4. A formiguinha é um perfil muito comum e, dentro da moderação, pode revelar uma relação saudável com o dinheiro. O problema é quando a pessoa vive num estado de carestia permanente, inclusive tendo uma renda mais que suficiente. A fixação doentia com a austeridade pode fazê-la passar dificuldades e privações injustificadas. Levada ao extremo, essa atitude pode apoiar-se no temor. Há um medo de que surjam gastos inesperados, de perder o trabalho, de uma catástrofe geral da qual ela só se poderá libertar graças às suas economias. Mas fazer tantas reservas pode tornar-nos incapazes de aproveitar os prazeres simples da vida, adverte a autora.

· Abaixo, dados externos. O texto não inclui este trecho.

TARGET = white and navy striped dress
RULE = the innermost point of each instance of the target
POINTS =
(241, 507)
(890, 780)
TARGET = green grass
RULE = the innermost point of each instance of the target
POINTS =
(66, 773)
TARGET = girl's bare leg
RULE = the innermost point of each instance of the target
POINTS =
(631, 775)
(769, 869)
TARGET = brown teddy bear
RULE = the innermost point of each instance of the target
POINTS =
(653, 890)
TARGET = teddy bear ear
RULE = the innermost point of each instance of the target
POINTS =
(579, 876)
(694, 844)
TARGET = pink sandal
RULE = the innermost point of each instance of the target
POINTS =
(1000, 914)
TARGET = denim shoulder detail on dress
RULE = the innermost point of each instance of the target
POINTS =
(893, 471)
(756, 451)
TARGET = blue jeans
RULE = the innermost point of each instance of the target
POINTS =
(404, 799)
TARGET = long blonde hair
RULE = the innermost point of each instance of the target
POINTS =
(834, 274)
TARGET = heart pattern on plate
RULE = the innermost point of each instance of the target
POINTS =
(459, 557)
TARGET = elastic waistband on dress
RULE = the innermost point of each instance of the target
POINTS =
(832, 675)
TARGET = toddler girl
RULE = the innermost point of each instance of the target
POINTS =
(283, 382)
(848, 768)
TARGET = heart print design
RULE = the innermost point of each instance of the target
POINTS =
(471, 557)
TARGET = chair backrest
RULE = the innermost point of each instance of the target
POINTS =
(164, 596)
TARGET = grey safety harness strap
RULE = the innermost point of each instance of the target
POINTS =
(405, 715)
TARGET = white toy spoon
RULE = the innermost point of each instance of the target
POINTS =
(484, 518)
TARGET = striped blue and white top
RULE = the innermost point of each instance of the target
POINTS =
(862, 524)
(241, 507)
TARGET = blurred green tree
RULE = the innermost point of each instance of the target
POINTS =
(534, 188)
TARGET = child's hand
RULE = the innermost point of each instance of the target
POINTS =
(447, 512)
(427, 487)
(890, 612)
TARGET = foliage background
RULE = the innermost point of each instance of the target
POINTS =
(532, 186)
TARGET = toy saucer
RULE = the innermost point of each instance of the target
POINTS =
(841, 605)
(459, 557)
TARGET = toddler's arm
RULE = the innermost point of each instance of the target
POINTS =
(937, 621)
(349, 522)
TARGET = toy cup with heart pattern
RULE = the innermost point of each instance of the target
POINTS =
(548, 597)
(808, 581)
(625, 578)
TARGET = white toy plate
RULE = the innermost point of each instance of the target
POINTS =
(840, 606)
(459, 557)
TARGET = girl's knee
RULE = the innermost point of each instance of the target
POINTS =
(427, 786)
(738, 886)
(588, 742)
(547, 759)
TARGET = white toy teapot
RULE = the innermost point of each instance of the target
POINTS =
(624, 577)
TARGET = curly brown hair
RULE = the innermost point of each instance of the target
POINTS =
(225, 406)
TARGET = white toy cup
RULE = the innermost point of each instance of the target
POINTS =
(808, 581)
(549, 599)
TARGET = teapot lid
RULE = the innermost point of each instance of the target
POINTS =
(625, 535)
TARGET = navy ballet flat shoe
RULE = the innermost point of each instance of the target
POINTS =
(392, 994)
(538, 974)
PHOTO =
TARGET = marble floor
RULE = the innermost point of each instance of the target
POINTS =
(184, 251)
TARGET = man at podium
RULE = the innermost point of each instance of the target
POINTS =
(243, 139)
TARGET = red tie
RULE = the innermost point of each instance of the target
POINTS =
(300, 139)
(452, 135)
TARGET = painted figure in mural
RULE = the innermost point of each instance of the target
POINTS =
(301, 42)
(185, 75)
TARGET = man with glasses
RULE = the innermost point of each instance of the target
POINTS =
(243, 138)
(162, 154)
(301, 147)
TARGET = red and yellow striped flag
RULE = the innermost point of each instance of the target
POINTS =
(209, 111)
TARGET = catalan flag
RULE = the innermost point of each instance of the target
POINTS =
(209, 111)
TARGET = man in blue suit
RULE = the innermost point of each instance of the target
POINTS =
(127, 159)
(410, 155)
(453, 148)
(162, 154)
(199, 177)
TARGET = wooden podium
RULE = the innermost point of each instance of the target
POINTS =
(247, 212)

Por norma, a formiguinha é uma pessoa poupada, que sabe gerir bem o seu dinheiro e, de forma mais equilibrada, consegue conciliar o prazer de ganhar com o de gastar.
5. A nuvem do não saber, o último perfil mencionado por Cristina Benito, diz respeito às pessoas que preferem que o outro lhes faça a gestão do seu dinheiro. Delegam essa responsabilidade ao companheiro, à família ou a um representante. A especialista alerta para o facto de que, essa despreocupação pode levar muitas pessoas à miséria, uma vez que, nem sempre estamos rodeados de gente de confiança. Há casos de parceiros que enganam o outro, sócios que levam a empresa à falência, gestores que arrecadam grandes quantias e daí por diante. Seja qual for a nossa relação com o dinheiro, tomar consciência sobre o que fazemos com ele, ensina-nos não apenas quem somos, o que temos de mudar, mas também como evitar vínculos tóxicos com os outros, tornando-nos responsáveis pela nossa vida, alerta a mesma economista.